ジュディ嬢が王妃になるかもしれないというのに、あまりにあっさり受け入れるので俺は逆に驚いた。

「レイリアは・・その、驚かないのか?」

「そのようなことを前に聞いてましたし、それに・・ピッタリだなって。」

「ピッタリ?」

「ジュディ様って物語に出てくる女王様みたいでしょう?ジュディ様がお妃様になるのなら、何か納得というかむしろ違和感がないというか・・」

悪びれもせず笑顔でそう言うレイリア。

「女王様みたい」と言うのがジュディ嬢の見た目のことなのか、性格のことなのか、そこは聞かないでおこう。

殿下とジュディ嬢のやり取りはまだ続いている。

殿下の護衛が間に入ったが、逆にジュディ嬢にやり込められて殿下の立場を悪くしていた。

ああいうのは、生半可な気持ちで立ち入ってはいけないのだ。

レイリアはと言うと、2人のやりとりをニコニコしながら眺めるのみ。レイリアが安心して見ていると言うことは、ジュディ嬢にとってはじゃれあいのようなものなのかもしれない。

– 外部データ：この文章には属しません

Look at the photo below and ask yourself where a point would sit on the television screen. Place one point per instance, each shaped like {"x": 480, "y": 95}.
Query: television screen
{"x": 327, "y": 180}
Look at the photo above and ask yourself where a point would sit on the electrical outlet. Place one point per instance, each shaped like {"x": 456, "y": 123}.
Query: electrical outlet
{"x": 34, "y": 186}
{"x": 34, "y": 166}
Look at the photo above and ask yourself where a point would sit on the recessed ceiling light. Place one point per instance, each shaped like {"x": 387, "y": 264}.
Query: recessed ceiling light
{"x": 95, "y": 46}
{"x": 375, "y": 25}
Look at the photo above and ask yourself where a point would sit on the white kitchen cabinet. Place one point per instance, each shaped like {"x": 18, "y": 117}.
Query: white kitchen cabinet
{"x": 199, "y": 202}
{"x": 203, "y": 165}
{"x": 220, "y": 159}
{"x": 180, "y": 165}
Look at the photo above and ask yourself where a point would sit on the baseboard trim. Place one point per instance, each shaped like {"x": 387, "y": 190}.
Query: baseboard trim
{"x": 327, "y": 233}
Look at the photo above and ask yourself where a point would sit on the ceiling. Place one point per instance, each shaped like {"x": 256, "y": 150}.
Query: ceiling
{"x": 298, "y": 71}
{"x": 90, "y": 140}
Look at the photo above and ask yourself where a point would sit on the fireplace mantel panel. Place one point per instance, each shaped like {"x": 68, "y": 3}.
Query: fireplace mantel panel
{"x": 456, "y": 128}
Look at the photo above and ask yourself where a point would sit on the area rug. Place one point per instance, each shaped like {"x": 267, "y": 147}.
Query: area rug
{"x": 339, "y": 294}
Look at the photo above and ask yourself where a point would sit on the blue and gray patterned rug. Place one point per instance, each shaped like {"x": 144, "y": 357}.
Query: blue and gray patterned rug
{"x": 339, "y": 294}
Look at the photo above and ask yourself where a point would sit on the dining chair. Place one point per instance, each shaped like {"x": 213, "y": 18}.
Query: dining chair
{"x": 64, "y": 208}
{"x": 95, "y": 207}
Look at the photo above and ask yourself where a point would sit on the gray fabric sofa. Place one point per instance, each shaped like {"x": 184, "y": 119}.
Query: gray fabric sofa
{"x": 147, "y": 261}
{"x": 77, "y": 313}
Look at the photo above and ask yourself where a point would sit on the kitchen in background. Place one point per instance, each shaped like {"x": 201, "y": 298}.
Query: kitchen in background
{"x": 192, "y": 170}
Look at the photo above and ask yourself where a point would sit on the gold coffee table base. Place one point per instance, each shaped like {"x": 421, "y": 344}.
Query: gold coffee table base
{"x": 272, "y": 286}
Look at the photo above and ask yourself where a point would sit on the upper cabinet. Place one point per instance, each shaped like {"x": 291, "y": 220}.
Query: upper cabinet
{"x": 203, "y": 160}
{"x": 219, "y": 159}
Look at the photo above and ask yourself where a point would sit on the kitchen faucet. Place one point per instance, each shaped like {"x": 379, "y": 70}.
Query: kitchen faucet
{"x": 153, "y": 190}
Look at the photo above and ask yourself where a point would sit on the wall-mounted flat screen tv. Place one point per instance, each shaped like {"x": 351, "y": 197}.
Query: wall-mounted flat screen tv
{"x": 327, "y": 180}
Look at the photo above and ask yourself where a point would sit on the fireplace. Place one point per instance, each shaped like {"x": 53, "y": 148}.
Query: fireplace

俺が順調に牛ハラミ焼きと鶏のハニーマスタード焼きの串を平らげたところで、殿下とやり合うジュディ嬢がふとこちらを見た。

一瞬、口角を持ち上げたジュディ嬢が包みを指さす。

「殿下、それではあの串焼きもご自分でお求めになったということですわよ?」

見た目からして辛そうな鶏の本格スパイシー焼きがそこにはあった。

チラリと包みを見て、間をおいて、殿下が頷く。

「ああ、そうだよ。」

「では気兼ねなくお召し上がりになっては?お味の感想を伺いたいんですの」

ジュディ嬢の挑発的な顔。

殿下が俺に向けた視線は、昏い。

「アマンド、それをくれ」

いや、絶対やめた方がいいだろ。

そこでレイリアが声を上げた。

「あの・・あまり無茶はしない方が・・」

「いいんだ、レイリアさん。ジュディもこれを食べれば納得してくれるんだろう?」

何も言わずに微笑んだままこちらを見つめるジュディ嬢。

護衛が止めるが、殿下は覚悟を決めたようだ。

毒味を買って出た護衛が、「辛っ・・!」と言ってうずくまる。

「貴様、なんてものを買ってくれたんだ!」と護衛の中の偉い人らしき人物が、俺の胸ぐらを掴んだ。

選んだのは俺だが、買ったのは殿下なんだが。

理不尽な叱責を受けながら、俺は思った。

「やはり王族に関わると碌なことがない・・」と。